In the movie The Prestige we witness two magicians whose grudges toward one another drive them to attempts at sabotaging each others careers as magicians.

The Prestige

In the movie The Prestige we witness two magicians whose grudges toward one another drive them to attempts at sabotaging each others careers as magicians. The sabotage progresses into acts of violence and eventually death.

We are taken backstage and are confided in with some secrets of the trade and the nature of what makes these magic tricks go over so well with us. While the movie is worth seeing just for the story line and great acting, it is the insight into human nature that intrigued me most.


What is it about human nature that allows us to fall for these “magic” tricks, these illusions? This dark story reveals to us some truths about lies, even the ones we tell ourselves.
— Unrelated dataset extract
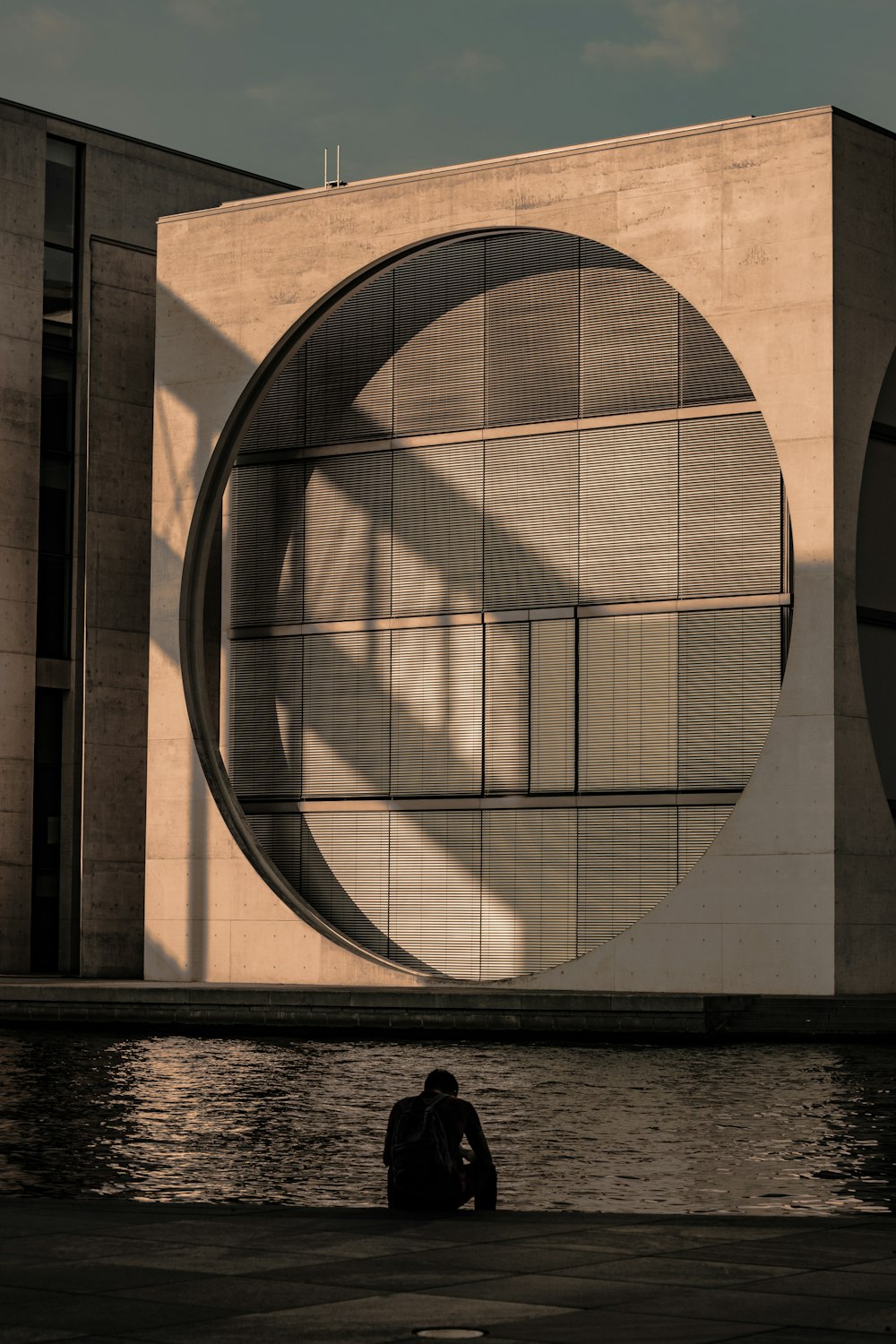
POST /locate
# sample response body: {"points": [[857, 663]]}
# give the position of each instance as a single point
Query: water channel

Consider this simple magic trick as explained by a magician in The Prestige played by Michael Caine: a bird is placed in a cage before us. The magician covers the cage with a silk cloth. He then slams down on the cloth and bam! The cage and bird seem to disappear before our very eyes.

While we consider how he has done this he brings the bird back to us with the very hand he used to make it vanish. The obvious truth of the matter is seen only by a crying boy who laments the bird’s death and begs to know why the second bird’s brother was killed. Reminiscent of the innocent child whose faith and purity Jesus asks us to imitate, the boy alone is unfooled while all the adults are more than willing to believe the lie that the bird was not crushed by a collapsible cage but actually disappeared and reappeared unharmed.

One of the principles we speak of quite often in CR is the tradition of speaking the truth in love. It is in our natures to want to be deceived, but why? 2 Thessalonians 2 says we refuse to love the truth and so are deceived by lies. At the heart of denial is the desire to gratify ourselves to the extent that we will deny the obvious: that we are slaves to sin, that we have a problem.

Admitting the truth would be the first step toward denying ourselves the pleasure we love. Refusing to love the truth can and will cause great pain for us here on earth, but if this pattern of deceit isn’t broken before it is too late the ultimate punishment of eternity in hell, separated from God and all that is good, awaits us.

Truth in love is not just a good way to live or a nice tradition; it is the way to eternal life and the remedy for eternal agony. Our CR groups have a greater effect than we may ever realize here on earth, but our work, done here in the Spirit for an hour and a half on a Sunday evening, will echo on into eternity.